Primo: che cosa un molestatore potrebbe confessare a un prete sapendo di essere denunciato? È esperienza comune dei sacerdoti che chi molesta un minore non confessi il crimine né ai sacerdoti né alla polizia. Se il sigillo del segreto fosse rimosso, svanirebbe anche la remota possibilità che i colpevoli si confessino e vengano consigliati di denunciare il loro crimine alla polizia.

Secondo: il governo stesso ha riconosciuto l’affermazione del Consiglio ecclesiale «Verità, Giustizia e Guarigione» secondo la quale «la prova esibita alla Commissione Reale circa gli abusi del segreto confessionale (in ordine alla copertura dei colpevoli – ndt) era, al più, selettiva e rattoppata, e sulla base di tale prova è difficile sostenere la tesi di un sistematico abuso del segreto». Il governo non ha contestato tale pronunciamento. Chi celebra il sacramento della confessione è pentito dei propri peccati, s’impegna a non peccare più e cerca la misericordia di Dio. I pedofili commettono crimini indicibili e malvagi. Essi nascondono i propri crimini e non si auto denunciano spontaneamente.

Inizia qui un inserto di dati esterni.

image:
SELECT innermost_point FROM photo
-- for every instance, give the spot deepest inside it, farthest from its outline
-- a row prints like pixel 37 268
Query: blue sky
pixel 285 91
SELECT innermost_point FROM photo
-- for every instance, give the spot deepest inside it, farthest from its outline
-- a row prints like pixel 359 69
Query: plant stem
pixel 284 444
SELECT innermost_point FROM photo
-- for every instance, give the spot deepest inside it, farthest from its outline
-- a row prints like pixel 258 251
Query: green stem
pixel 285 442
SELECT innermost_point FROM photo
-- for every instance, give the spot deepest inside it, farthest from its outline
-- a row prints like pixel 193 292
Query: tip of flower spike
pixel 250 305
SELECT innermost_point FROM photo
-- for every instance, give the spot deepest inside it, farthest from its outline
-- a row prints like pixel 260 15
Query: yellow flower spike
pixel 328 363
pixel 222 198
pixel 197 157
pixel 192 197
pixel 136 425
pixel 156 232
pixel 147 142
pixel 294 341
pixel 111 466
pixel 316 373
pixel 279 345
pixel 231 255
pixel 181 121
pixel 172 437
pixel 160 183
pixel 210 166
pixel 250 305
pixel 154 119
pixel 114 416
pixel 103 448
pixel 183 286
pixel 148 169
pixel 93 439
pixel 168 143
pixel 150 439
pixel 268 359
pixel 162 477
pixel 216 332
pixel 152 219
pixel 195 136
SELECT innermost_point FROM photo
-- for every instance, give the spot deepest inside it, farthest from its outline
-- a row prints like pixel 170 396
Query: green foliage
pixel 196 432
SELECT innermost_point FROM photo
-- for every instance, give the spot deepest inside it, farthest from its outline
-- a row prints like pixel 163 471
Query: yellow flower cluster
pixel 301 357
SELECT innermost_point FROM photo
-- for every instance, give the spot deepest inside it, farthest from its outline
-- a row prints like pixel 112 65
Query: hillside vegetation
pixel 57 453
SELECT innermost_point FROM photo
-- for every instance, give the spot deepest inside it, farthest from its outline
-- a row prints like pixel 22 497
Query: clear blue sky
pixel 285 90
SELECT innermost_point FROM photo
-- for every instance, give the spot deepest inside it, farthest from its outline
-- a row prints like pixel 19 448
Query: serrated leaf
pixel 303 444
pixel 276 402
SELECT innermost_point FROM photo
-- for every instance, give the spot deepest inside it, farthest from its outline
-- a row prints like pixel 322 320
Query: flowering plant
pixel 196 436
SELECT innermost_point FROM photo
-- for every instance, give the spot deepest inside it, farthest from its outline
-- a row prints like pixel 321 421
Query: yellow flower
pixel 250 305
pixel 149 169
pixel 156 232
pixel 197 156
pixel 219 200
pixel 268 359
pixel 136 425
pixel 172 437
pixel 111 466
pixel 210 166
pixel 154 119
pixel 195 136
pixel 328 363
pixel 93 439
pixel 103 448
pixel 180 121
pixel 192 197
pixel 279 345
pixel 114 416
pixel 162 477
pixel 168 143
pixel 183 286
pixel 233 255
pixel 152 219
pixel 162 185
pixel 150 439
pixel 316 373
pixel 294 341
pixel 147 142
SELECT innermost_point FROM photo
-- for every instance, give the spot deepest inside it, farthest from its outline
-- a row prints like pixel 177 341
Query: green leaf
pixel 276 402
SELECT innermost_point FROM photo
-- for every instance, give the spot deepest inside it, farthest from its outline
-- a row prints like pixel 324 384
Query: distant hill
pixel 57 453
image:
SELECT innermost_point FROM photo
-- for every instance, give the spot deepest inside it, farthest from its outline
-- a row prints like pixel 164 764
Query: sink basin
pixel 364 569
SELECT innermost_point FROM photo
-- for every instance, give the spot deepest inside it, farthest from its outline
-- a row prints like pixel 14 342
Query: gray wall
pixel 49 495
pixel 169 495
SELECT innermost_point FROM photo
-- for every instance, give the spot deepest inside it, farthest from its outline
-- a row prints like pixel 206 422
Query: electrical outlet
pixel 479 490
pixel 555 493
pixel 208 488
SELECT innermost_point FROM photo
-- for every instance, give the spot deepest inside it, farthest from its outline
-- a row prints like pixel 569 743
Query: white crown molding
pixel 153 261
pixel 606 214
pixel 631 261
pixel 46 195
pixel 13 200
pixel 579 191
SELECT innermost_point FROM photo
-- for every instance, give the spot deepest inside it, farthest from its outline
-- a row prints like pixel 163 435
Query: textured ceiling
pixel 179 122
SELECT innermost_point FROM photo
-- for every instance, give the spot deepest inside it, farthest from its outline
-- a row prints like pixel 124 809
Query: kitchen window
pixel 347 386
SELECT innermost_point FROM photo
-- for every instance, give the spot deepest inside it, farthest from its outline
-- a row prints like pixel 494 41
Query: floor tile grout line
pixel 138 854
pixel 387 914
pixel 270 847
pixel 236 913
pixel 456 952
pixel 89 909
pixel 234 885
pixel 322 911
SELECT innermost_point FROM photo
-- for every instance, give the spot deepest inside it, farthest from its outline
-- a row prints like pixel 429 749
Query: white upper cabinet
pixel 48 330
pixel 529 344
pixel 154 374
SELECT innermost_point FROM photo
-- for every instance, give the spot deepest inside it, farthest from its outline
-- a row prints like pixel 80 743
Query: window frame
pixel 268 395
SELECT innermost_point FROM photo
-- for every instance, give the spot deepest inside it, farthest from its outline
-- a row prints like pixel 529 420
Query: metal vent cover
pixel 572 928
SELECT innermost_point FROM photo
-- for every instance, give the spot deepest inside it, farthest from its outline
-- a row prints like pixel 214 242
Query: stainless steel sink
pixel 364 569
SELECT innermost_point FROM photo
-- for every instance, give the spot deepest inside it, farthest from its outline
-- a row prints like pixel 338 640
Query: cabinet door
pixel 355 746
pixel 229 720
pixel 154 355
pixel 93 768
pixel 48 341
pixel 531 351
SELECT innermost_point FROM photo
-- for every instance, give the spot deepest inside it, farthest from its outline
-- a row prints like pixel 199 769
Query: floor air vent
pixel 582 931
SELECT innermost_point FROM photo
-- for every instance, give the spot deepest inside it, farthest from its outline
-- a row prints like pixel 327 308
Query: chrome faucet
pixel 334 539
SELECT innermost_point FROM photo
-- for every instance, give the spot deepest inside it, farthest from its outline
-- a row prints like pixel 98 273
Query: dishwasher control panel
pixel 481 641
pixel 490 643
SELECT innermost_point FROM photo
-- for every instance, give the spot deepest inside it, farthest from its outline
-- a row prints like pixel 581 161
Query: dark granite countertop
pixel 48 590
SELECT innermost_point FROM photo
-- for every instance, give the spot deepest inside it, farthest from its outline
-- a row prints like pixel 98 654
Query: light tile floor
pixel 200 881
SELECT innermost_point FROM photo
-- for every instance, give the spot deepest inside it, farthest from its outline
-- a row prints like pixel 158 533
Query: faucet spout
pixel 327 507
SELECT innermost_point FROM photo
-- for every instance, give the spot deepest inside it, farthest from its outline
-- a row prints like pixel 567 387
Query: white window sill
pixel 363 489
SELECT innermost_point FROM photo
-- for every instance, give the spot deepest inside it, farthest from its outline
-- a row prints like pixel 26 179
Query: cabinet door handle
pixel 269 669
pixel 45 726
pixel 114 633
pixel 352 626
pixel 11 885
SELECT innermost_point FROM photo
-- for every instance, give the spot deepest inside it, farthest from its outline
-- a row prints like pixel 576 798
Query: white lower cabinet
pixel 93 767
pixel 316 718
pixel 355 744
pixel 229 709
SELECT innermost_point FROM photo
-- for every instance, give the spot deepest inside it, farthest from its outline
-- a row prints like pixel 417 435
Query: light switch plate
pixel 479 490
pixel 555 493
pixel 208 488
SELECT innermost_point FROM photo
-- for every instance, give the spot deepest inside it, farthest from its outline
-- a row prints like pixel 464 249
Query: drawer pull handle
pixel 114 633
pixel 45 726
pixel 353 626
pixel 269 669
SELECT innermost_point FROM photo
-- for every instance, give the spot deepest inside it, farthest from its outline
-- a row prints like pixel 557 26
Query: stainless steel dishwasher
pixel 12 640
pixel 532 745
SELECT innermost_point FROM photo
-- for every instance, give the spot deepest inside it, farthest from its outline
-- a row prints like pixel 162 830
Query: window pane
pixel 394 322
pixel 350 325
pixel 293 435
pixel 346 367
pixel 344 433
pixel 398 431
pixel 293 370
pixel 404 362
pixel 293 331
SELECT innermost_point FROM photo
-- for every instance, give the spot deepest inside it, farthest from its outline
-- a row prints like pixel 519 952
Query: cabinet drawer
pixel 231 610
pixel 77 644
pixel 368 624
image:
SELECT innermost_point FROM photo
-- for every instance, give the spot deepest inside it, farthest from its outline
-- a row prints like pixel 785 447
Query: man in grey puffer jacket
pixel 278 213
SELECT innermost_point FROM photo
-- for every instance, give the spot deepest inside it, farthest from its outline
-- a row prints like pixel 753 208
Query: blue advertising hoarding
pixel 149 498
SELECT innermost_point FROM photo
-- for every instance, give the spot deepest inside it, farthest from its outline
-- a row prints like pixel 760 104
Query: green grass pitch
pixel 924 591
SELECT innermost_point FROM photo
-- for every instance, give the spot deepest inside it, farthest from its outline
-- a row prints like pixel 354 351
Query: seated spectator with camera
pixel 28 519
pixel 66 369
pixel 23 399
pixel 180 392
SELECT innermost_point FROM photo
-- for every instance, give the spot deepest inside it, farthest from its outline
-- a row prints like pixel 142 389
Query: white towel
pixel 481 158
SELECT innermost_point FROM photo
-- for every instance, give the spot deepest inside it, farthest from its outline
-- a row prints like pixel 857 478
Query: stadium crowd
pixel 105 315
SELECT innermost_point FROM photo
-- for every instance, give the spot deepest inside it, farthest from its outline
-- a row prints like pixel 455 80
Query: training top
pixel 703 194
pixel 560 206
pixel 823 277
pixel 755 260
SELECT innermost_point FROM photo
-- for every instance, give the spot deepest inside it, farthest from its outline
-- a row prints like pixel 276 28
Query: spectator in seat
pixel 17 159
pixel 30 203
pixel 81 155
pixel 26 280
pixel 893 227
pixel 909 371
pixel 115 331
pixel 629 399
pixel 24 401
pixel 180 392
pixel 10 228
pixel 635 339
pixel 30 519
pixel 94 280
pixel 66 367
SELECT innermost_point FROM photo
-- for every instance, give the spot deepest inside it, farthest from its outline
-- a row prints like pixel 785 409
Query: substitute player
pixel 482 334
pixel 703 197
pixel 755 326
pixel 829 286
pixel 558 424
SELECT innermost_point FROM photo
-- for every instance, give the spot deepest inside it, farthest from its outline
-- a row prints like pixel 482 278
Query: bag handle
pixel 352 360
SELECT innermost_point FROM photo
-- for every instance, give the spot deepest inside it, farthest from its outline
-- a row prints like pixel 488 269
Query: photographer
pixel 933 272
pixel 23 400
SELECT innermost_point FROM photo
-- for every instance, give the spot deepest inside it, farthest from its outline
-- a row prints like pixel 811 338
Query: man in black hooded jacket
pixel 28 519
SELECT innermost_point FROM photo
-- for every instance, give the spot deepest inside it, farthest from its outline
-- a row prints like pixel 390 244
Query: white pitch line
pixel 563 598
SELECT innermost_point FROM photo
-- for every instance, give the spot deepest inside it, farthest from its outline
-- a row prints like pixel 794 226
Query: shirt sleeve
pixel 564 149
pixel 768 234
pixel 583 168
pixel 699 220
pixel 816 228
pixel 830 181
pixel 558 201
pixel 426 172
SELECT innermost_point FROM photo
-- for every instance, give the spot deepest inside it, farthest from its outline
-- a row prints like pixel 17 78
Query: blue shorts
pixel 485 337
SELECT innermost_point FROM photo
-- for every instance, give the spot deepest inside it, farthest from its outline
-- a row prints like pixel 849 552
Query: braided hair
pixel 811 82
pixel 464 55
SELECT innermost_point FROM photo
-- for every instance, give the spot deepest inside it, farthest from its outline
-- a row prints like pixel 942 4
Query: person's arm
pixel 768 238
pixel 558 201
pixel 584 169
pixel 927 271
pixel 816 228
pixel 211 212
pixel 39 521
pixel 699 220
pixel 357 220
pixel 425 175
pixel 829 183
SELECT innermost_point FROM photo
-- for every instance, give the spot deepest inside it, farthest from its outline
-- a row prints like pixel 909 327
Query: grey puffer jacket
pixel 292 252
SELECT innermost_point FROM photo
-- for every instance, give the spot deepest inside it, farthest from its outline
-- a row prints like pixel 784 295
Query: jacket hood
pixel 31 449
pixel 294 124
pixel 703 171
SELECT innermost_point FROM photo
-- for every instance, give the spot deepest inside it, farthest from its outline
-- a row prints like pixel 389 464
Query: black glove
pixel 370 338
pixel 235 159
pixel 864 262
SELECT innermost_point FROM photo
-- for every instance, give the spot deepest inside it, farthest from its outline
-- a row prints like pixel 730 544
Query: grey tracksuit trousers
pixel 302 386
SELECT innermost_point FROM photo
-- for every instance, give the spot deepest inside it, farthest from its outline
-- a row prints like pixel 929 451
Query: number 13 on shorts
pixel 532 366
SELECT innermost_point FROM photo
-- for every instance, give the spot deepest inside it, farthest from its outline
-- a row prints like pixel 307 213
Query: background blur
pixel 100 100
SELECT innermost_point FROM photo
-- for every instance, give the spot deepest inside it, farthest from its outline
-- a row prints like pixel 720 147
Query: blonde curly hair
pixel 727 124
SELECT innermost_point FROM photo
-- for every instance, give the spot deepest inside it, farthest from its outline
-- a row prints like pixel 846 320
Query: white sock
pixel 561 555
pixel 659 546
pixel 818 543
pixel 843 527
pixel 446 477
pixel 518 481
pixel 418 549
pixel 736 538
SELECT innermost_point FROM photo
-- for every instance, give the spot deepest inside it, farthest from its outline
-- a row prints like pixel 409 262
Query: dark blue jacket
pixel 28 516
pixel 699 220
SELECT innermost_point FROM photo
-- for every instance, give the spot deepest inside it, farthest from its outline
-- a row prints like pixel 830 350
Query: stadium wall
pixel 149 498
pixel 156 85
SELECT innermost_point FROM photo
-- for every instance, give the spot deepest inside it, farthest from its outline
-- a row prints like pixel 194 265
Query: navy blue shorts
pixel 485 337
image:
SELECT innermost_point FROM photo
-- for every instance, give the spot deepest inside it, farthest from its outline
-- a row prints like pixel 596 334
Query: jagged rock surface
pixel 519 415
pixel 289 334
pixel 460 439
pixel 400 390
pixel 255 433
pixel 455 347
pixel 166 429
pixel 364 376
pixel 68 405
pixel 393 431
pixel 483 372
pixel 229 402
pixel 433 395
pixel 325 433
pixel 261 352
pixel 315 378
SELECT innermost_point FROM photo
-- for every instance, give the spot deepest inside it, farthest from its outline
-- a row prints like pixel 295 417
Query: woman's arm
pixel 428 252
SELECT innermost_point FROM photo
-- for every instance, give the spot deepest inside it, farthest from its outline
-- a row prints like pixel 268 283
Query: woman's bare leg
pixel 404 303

Terzo: non vi è alcuna garanzia che un sacerdote conosca l’identità del penitente. Se c’è la grata nel confessionale, il sacerdote potrebbe non vedere il penitente. E anche se lo vedesse, potrebbe non conoscerlo. Non esiste l’obbligo di provare la propria identità per confessarsi.

Quarto: i sacerdoti sono vincolati da un sacro voto a mantenere il sigillo della confessione. Senza questo vincolo, chi sarebbe disposto a liberarsi dal peso dei propri peccati, a ricercare un consiglio saggio dal sacerdote e a ricevere il perdono misericordioso di Dio?

Sacramenti e libertà religiosa

Il governo dichiara interesse a confrontarsi su questo punto cruciale, invitandomi a incontrare il Procuratore Generale per discutere l’importanza sia di proteggere i minori sia del sigillo della confessione. Tuttavia, oggi (6 giugno), il governo sta discutendo la legge senza che il nostro incontro abbia avuto luogo. È di vitale importanza che ci sia riconosciuto questo diritto. La Chiesa cattolica ha interesse che questa cosa sia risolta. La nostra intenzione di essere parte della soluzione è molto seria. Ma dobbiamo essere coinvolti in un dialogo reale.

La legge in discussione minaccia inoltre qualcosa di molto importante per i cattolici e per tutte le persone di fede: la libertà religiosa. La libertà religiosa è la libertà di avere una convinzione religiosa e, secondariamente, di poter esprimere tale convinzione nello spazio pubblico in comune, oppure in privato e individualmente, nel culto, nelle pratiche e nell’insegnamento.

Il governo minaccia la libertà religiosa ritenendosi esperto di pratiche religiose e tentando di cambiare il sacramento della confessione senza apportare miglioramenti alla sicurezza dei minori. L’attuale proposta di legge porrebbe inoltre il quadro legislativo in disaccordo con altra parte della giurisdizione.

La ragione per cui queste leggi molto probabilmente verranno approvate non è la protezione dei minori, ma lo shock degli abusi nella Chiesa cattolica. La violazione del sacro sigillo della confessione non aiuterà a prevenire gli abusi e non aiuterà i nostri sforzi per aumentare la sicurezza dei minori nelle istituzioni cattoliche. Chiediamo con forza al primo ministro di permettere che la Chiesa cattolica venga coinvolta nel dibattito al fine di assicurare che sia parte della soluzione.

Insieme possiamo assicurare la protezione dei diritti dei minori e garantire l’integrità dei nostri sacramenti.